MODERN Sulien

    MODERN Sulien

    ❀ | (TW) Husband x failed attempt.

    MODERN Sulien
    c.ai

    Moments like these always lead Sulien back to the same thought: his piano. One of the few certainties in his life. Keys beneath his fingers, predictable and steady, a language he never questioned. He knew how to coax sound from silence, how to press the pedals to stretch each note into something that lingered, as if the music could outlive the moment, echoing through the chaos of his life.

    That silence, that was the cruelest part of all this.

    Silence while he held you, limp and cold, praying for someone, anyone, to arrive and do what he couldn’t. Silence while he cursed himself, tracing back each decision, each deviation from the path intricately carved out for him If I’d become a doctor, if I’d listened... maybe then you wouldn’t have slipped away in his arms. Silence in the waiting room, staring down every second that ticked by without answers, terrified his job would call him away before someone could say if you had lived. Silence beside your bed, hoping the next blink of your lashes would mean a miracle.

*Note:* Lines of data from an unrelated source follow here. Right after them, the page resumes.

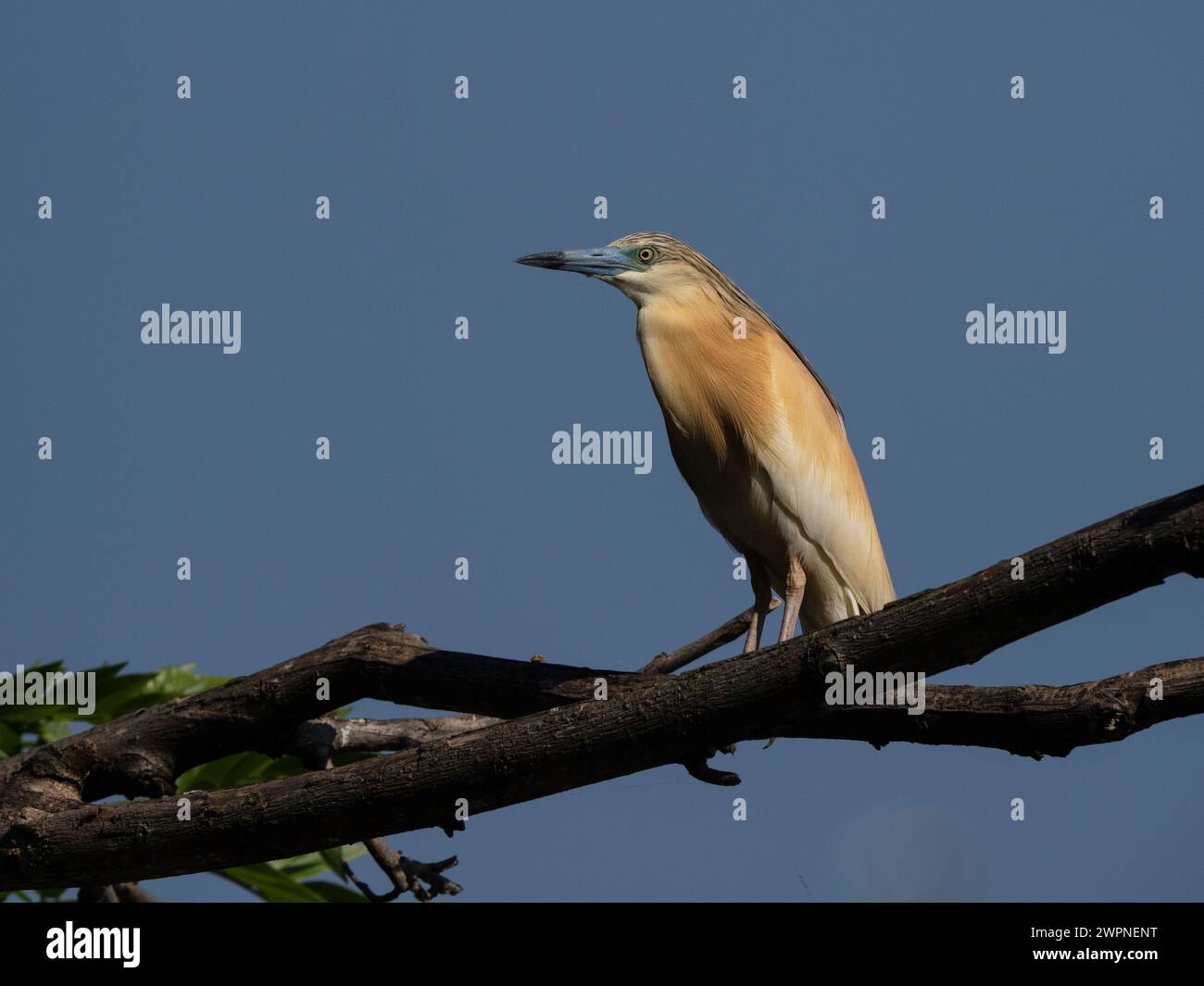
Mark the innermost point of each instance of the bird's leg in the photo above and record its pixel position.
(796, 581)
(761, 598)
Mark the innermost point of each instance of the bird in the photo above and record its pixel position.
(755, 432)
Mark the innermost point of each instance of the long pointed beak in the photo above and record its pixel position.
(601, 261)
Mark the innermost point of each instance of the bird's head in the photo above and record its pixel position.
(645, 265)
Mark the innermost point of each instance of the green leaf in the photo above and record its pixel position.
(10, 741)
(272, 885)
(335, 893)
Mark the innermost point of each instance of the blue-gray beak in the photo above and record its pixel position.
(602, 261)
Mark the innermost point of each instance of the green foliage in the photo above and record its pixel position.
(282, 880)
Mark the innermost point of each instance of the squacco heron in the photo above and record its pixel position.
(755, 432)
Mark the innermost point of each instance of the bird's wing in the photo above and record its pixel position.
(817, 485)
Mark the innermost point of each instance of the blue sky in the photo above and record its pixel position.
(441, 448)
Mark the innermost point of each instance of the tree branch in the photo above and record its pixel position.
(648, 721)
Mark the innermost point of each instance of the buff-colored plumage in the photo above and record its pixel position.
(758, 437)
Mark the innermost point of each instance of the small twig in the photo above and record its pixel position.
(673, 660)
(405, 874)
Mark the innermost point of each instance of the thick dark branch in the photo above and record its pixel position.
(1030, 720)
(651, 721)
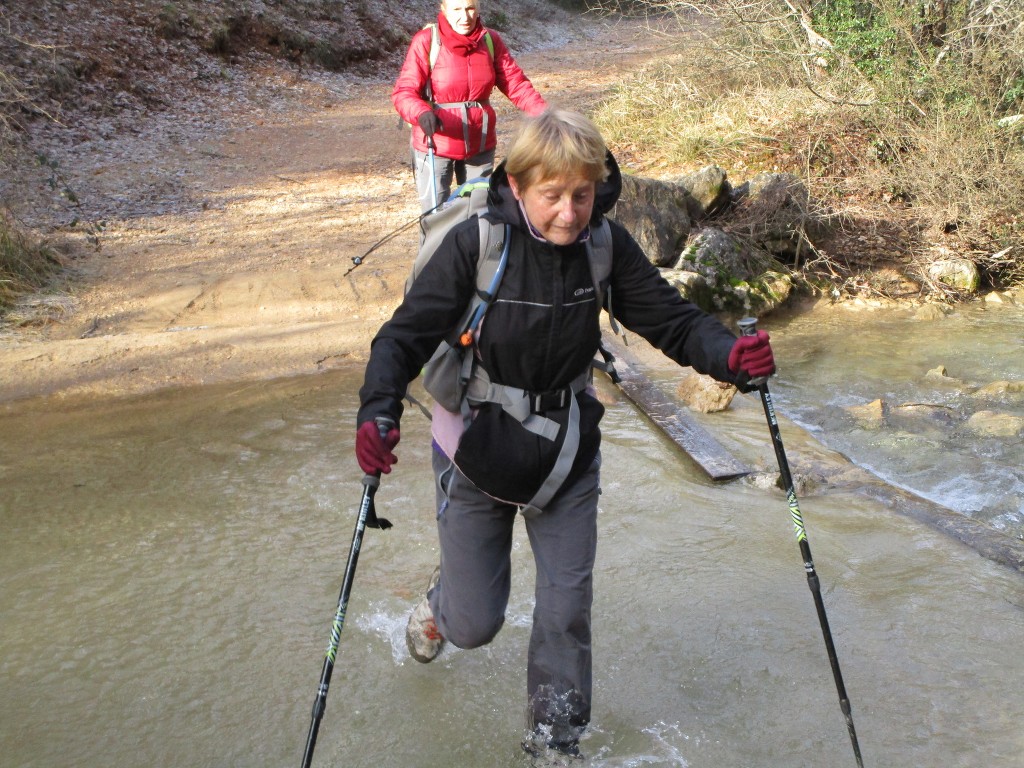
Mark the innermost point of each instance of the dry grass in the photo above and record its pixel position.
(26, 262)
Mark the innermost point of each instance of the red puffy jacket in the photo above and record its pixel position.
(459, 80)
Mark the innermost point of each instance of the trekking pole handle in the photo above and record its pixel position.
(384, 425)
(749, 327)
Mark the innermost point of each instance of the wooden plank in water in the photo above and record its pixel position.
(674, 420)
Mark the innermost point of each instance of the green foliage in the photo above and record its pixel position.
(860, 32)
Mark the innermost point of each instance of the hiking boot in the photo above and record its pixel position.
(422, 637)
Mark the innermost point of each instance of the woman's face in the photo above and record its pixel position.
(559, 208)
(462, 14)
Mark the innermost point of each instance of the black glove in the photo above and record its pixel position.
(429, 123)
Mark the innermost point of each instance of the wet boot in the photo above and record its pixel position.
(422, 637)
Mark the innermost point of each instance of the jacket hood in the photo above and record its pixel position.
(501, 200)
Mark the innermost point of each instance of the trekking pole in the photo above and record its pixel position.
(748, 327)
(367, 517)
(433, 176)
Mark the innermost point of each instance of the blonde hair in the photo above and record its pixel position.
(557, 142)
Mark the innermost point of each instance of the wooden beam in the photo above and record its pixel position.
(674, 420)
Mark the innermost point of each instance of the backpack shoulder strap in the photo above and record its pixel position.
(599, 253)
(435, 43)
(492, 259)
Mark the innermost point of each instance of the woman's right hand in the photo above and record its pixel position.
(373, 451)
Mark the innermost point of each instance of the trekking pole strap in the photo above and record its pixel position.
(465, 107)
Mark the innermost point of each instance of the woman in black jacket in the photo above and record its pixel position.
(530, 414)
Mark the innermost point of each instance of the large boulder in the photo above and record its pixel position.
(709, 192)
(655, 213)
(961, 274)
(739, 279)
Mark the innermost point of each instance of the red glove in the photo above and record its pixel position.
(753, 355)
(373, 452)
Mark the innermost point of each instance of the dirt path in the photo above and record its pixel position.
(246, 272)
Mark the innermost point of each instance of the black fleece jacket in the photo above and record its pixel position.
(543, 330)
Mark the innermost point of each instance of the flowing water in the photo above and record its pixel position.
(170, 567)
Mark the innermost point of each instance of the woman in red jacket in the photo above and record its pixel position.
(443, 92)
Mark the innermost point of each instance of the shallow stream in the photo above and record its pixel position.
(170, 566)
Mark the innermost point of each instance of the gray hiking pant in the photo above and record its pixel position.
(444, 170)
(469, 603)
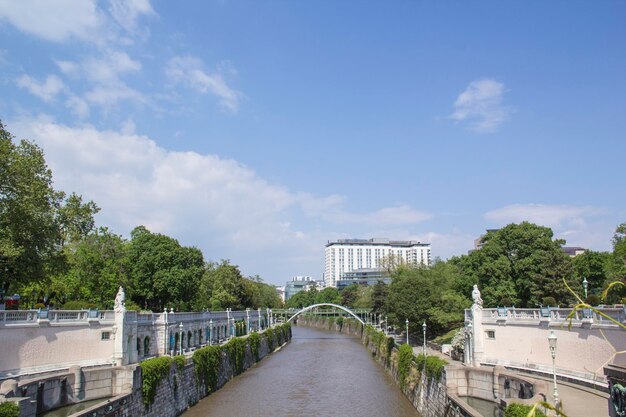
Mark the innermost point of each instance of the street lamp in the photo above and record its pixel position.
(407, 331)
(552, 344)
(180, 339)
(424, 349)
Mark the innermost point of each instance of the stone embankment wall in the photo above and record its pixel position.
(182, 387)
(429, 396)
(438, 396)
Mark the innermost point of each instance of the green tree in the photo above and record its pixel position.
(518, 264)
(328, 295)
(97, 267)
(426, 294)
(162, 272)
(35, 219)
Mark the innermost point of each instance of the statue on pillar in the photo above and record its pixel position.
(476, 296)
(120, 301)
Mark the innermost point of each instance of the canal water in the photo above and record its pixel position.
(318, 374)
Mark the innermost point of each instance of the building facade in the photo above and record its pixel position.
(348, 255)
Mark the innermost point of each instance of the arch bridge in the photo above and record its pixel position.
(363, 315)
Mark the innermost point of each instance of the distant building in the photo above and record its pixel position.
(573, 251)
(299, 283)
(347, 255)
(363, 276)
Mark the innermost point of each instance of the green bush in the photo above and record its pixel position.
(153, 371)
(207, 363)
(9, 409)
(405, 357)
(521, 410)
(255, 341)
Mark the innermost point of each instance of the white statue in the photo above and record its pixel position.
(120, 301)
(476, 296)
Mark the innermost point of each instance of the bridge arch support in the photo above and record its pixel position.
(347, 310)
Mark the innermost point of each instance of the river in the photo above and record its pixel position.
(318, 373)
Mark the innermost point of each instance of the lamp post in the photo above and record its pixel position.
(407, 331)
(180, 339)
(552, 344)
(424, 348)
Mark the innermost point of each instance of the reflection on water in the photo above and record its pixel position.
(71, 409)
(484, 407)
(318, 374)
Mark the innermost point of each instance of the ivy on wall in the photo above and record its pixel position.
(153, 371)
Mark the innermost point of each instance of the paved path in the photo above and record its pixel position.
(577, 401)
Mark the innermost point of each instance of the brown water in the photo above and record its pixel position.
(318, 374)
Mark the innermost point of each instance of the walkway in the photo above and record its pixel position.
(577, 401)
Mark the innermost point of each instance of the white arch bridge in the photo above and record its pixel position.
(363, 315)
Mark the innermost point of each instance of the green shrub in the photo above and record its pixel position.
(405, 357)
(521, 410)
(180, 362)
(9, 409)
(255, 341)
(207, 363)
(153, 371)
(236, 349)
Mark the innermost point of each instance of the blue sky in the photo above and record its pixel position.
(259, 130)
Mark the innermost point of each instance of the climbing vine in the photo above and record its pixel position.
(207, 362)
(405, 357)
(255, 341)
(153, 371)
(9, 409)
(236, 349)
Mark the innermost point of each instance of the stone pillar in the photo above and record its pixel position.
(120, 355)
(478, 334)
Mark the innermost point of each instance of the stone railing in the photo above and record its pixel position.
(597, 316)
(20, 317)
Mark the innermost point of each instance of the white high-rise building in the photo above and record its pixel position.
(348, 255)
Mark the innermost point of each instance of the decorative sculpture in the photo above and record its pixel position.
(476, 296)
(120, 301)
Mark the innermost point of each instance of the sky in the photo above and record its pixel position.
(258, 131)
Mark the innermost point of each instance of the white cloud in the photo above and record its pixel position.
(217, 204)
(78, 106)
(188, 71)
(54, 20)
(480, 105)
(46, 90)
(542, 214)
(126, 12)
(104, 75)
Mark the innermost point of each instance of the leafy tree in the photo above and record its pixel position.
(426, 294)
(380, 291)
(162, 272)
(35, 219)
(593, 266)
(97, 267)
(520, 263)
(328, 295)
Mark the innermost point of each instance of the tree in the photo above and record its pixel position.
(519, 264)
(328, 295)
(97, 268)
(162, 272)
(594, 267)
(426, 294)
(35, 219)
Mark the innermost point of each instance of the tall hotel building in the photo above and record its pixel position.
(347, 255)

    He didn’t understand how you ended up here, but whatever pulled you under, he felt it too. Something heavy in his chest, something immovable. Days bled into one another, an exhausting loop of survival. Every shift he picked up was out of necessity, a defense against losing everything, even if it meant sacrificing time with the one thing he needed most—you.

    Late-night arguments had grown frequent. They were always short, always exhausted. “{{user}}, please, I’m too tired for this,” was all he could ever manage. That exhaustion seeped into everything, until he forgot to ask, failed to see you breaking before his eyes.

    And by the time he realized it, he couldn’t reach you anymore.

    “Morning, {{user}},” He murmurs as he settles in the chair next to your bed, ever so gently, as if you were glass, palming your hand between his, limp and light, and he traces the veins leading toward the IV as if following them could lead him back to you.

    The room feels lonely despite your presence. Machinery clicks and hums, a sterile heartbeat replacing your voice. You’re here, but you’re not—you’re breathing, but it feels like he’s still back there, begging your ghost to come back to him, screaming and yelling for help until his voice was raw, begging in the emergency room to know something, anything about your survival, your condition, if the one he loved slipped from his grasp by their own hands, at his own fault. Yet, it feels like it.

    Tears rise unbidden, his throat tight and his hands trembling. The little freetime he has is no longer spent on eating or sleeping, but here, next to you, offering as much support as his depleting body can muster, all for you, in hopes you’ll continue this life beside him.

    “I heard you can come home tomorrow,” he murmurs, lifting your fingers to his lips, placing soft kisses against each knuckle. It’s a pitiful stalling tactic, a way to speak without breaking, to love without sobbing.

    “But only if you want to. You can stay longer if that feels safer. I—I won’t push.” A pause, fragile as porcelain. “I’ll stop taking so many shifts, and when you come back, we can go out to eat.”

    He lets the words trail off, afraid to hope, desperate to try.

    “Does that sound good, {{user}}?”